Standard errors measure the precision of estimates. Conventional OLS standard errors assume homoskedasticity and no clustering. Robust standard errors (Huber-White), clustered standard errors, and two-way clustering adjust for violations of these assumptions.
Compare conventional, robust, and clustered standard errors in applied examples. Understand when each is appropriate based on data structure and likely violations of OLS assumptions.
A standard error answers this question: if you collected a new sample and refit the same regression, how much would the coefficient estimate move? A small standard error means the estimate is stable across samples — it is precisely estimated. A large standard error means the estimate is noisy. The OLS standard errors you first encountered are derived under a critical assumption from your work on OLS assumptions: homoskedasticity — that the variance of the error term is constant across all observations. When this assumption holds, the conventional formula for the variance of β̂ is σ²(X'X)⁻¹, where σ² is the common error variance estimated from residuals. This formula is clean and efficient, but it breaks down the moment error variance differs across observations.
Robust standard errors (also called Huber-White or heteroskedasticity-consistent standard errors) fix this. Instead of assuming a single σ², they let each observation contribute its own squared residual to the variance estimate: the sandwich estimator (X'X)⁻¹(X'Ω̂X)(X'X)⁻¹, where the middle matrix allows the residual variance to vary. The intuition is simple: observations with larger residuals are noisier and should contribute more uncertainty to the standard error. Robust SEs are almost always at least as large as conventional SEs — if the data actually are homoskedastic, robust and conventional SEs converge to the same value. This makes robust SEs a safe default: if in doubt, use them. They are the default in most modern applied work.
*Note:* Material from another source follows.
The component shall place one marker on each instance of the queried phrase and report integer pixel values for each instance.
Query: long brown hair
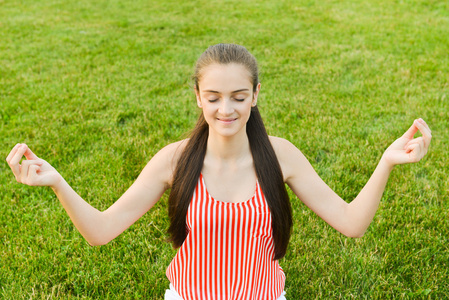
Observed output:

Clustered standard errors address a deeper problem: within-group correlation of errors. Suppose you are studying whether a job training program raises wages, using data on workers nested within firms. Workers in the same firm share management quality, culture, and shock exposures — their errors are not independent. Conventional or even robust SEs treat each observation as independent, which understates true uncertainty when many observations carry the same information. Clustered SEs allow arbitrary within-cluster correlation: all observations in the same cluster contribute only one "unit of information" for identifying within-cluster effects. The result is typically larger SEs and wider confidence intervals than robust SEs — sometimes dramatically so. The correct cluster level is not always obvious; it should match the level at which the key variation in your treatment variable occurs. In school-based studies, that is usually the school; in state-level policies, the state.
Two-way clustering extends this further when errors may be correlated along two dimensions simultaneously — for example, when analyzing panel data by both firm and year. If firm shocks persist over time and year shocks hit all firms, standard one-way clustering by firm understates the year-dimension correlation. Two-way clustered SEs account for both dimensions. The main practical lesson: the choice of standard error method is not a cosmetic adjustment — it can change t-statistics by factors of two or more, turning apparent significance into noise. Picking the wrong SE type is a validity problem, not just a technical one. Always ask: what is the error structure my data-generating process likely produced?